Paradis fiscal : définition et liste des pays

Les paradis fiscaux sont les premiers maillons de la chaîne de l’évasion fiscale. ils offrent des solutions à des grandes entreprises et des riches particuliers pour éviter l’impôt. Ce sont des pays ou des territoires à fiscalité réduite ou nulle qui sont au cœur des scandales d’évasion fiscale. Y mettre un terme est indispensable pour lutter contre les inégalités et arrêter l’hémorragie fiscale qui prive les États d’une grande partie de leurs recettes publiques vitales pour financer les services publics essentiels.

Qu’est-ce qu’un paradis fiscal ? Pourquoi existent-ils ? Quels impacts ont-ils sur l’économie et sur notre quotidien ? Comment lutter contre les paradis fiscaux ? On vous explique tout !

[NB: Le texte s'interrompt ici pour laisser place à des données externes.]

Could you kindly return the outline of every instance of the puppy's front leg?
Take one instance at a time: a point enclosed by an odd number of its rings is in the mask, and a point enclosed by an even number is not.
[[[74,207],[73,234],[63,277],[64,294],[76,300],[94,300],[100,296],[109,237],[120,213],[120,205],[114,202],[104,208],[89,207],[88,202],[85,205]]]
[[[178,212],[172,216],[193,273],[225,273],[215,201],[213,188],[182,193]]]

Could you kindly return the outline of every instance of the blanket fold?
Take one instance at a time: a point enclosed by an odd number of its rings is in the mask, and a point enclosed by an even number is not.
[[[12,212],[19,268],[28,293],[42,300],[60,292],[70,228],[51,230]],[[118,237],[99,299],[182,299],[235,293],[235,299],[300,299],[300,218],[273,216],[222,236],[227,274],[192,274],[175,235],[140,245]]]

Qu’est-ce qu’un paradis fiscal ?

Un paradis fiscal est défini par un ensemble de critères qui démontrent que ce pays ou territoire a délibérément adopté des lois et des politiques fiscales permettant à des particuliers ou à des entreprises de réduire au maximum leurs impôts dans les pays où ils sont réellement actifs. Les paradis fiscaux ont ainsi souvent pour caractéristiques communes de proposer :

  • Des avantages fiscaux à des particuliers ou à des entreprises, sans exiger une réelle activité sur place.
  • Un taux d’imposition très faible, voire nul.
  • L’absence de transparence : ces pays ont adopté des lois ou des pratiques administratives qui empêchent l’échange automatique d’informations, notamment dans le cadre de procédures fiscales avec d’autres Etats.
  • Des dispositions légales, administratives ou judiciaires qui assurent le secret sur l’identité des détenteurs réels des entreprises, trust, etc… ou sur celle des propriétaires d’actifs ou de droits.

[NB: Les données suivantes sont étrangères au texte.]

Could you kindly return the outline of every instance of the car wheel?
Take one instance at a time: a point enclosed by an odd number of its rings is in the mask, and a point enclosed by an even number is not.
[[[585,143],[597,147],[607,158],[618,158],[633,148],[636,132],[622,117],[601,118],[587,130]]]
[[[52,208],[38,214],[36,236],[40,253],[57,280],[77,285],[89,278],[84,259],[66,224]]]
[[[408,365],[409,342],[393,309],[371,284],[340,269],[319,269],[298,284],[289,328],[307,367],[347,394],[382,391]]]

Un paradis fiscal n’est pas forcément un Etat riche. Si ces pays privent les autres Etats de recettes fiscales essentielles, l’argent qui y est placé ne leur bénéficie pas pour autant. Par exemple au Panama, mis en lumière par le scandale des Panama Papers, en 2015, 32 % des habitant-e-s de ce paradis fiscal vivaient sous le seuil de pauvreté.

Quel danger représentent les paradis fiscaux ?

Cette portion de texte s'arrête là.